上記本発明化合物は、細菌のみならず糸状菌を含めて広範囲の微生物に対して優れた抗菌活性を有し、しかも低濃度で有効であり、殺菌剤、消毒薬などとして種々の用途に有利に用いることができる。[0001]
[Industrial applications]
The present invention relates to a thiocyanate compound having a novel yonone skeleton excellent in a bactericidal effect and a bactericide containing them.
[0002]
[Prior art]
Terpenoids contained in spices have long been known to have antibacterial activity against microorganisms. In recent years, techniques for separating and purifying terpenoids from plants have increased, and a large number of terpenoids have been produced by extraction from natural products or by synthesis and used as food additives.
[0003]
[Problems to be solved by the invention]
Table 1 shows the antibacterial activity of the main terpenoids currently used.
[Table 1]
Figure 0003568578
Since all of them are used as food additives, their main purpose is to have an antibacterial effect on bacteria.
In addition, there is no report on a thiocyanate compound derivative having an yonone skeleton and an antibacterial activity thereof as provided by the present invention.
[0004]
An object of the present invention is to find a bioactive compound having an antibacterial activity against a wide range of microorganisms including not only bacteria but also filamentous fungi.

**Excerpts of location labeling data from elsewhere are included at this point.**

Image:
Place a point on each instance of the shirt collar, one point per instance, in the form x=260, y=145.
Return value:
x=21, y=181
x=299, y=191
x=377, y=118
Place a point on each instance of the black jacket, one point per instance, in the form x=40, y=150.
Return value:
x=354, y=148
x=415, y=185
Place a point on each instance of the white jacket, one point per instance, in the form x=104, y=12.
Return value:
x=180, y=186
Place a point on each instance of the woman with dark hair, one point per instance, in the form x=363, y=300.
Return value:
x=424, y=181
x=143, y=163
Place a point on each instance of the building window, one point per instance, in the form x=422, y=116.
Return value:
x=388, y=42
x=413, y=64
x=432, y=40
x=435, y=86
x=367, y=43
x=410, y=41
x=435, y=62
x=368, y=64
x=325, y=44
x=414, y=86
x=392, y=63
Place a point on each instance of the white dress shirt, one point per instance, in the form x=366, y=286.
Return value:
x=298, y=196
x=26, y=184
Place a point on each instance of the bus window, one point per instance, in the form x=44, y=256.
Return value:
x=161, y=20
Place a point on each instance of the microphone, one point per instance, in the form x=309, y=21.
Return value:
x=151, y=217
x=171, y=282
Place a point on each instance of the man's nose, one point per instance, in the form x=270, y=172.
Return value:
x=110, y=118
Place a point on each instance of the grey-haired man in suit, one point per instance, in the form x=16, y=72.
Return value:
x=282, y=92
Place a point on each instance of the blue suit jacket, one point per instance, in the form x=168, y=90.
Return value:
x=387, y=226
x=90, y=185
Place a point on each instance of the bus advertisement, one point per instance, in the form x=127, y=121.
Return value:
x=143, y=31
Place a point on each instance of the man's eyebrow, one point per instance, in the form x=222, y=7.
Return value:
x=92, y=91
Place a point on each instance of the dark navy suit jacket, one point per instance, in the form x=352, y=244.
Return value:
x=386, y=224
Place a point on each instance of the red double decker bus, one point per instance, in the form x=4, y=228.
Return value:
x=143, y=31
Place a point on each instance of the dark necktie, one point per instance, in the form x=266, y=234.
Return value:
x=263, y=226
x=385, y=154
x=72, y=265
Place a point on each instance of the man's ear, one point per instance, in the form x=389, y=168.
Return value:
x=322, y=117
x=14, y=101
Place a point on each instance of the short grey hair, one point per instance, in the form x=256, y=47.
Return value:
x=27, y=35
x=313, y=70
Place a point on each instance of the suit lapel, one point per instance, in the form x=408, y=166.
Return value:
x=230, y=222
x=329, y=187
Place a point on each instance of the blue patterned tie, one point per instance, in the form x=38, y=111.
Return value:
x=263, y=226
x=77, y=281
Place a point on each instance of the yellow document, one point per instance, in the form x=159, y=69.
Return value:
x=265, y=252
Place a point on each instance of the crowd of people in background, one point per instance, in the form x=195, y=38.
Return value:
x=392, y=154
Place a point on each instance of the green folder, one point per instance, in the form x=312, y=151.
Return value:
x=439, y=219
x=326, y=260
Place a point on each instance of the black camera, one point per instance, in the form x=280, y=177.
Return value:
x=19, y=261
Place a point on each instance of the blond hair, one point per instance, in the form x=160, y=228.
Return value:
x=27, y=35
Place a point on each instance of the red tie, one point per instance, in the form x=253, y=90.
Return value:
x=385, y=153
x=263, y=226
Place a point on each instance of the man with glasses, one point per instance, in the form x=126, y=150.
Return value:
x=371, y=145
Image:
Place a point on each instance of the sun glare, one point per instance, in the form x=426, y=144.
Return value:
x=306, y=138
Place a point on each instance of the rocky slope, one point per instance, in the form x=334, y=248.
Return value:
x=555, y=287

It is a further object of the present invention to provide a fungicide which uses these compounds, is effective at a low concentration against a wide range of microorganisms, and can be used for various purposes.
[0005]
[Means for Solving the Problems]
In order to achieve the above object, according to the present invention, a thiocyanate compound derivative having a yonone skeleton represented by the following general formula (1), that is, 4- (2,6,6-trimethyl-2-cyclohexene- 1-yl) -3-butene-2-aminothiocyanate (hereinafter sometimes abbreviated as compound A of the present invention) and 4- (2,6,6-trimethyl-1-cyclohexen-1-yl)- 3-Butene-2-aminothiocyanate (hereinafter sometimes abbreviated as compound B of the present invention) is provided.
Embedded image
Figure 0003568578
Further, according to the present invention, there is provided a fungicide comprising the compound A and / or B of the present invention represented by the above general formula (1) as an active ingredient.
[0006]
Operation and Mode of the Invention
The present inventors have synthesized various compounds using various terpenoids as starting materials and investigated the antibacterial activity against various microorganisms. They have found that they have excellent antibacterial activity, and have completed the present invention.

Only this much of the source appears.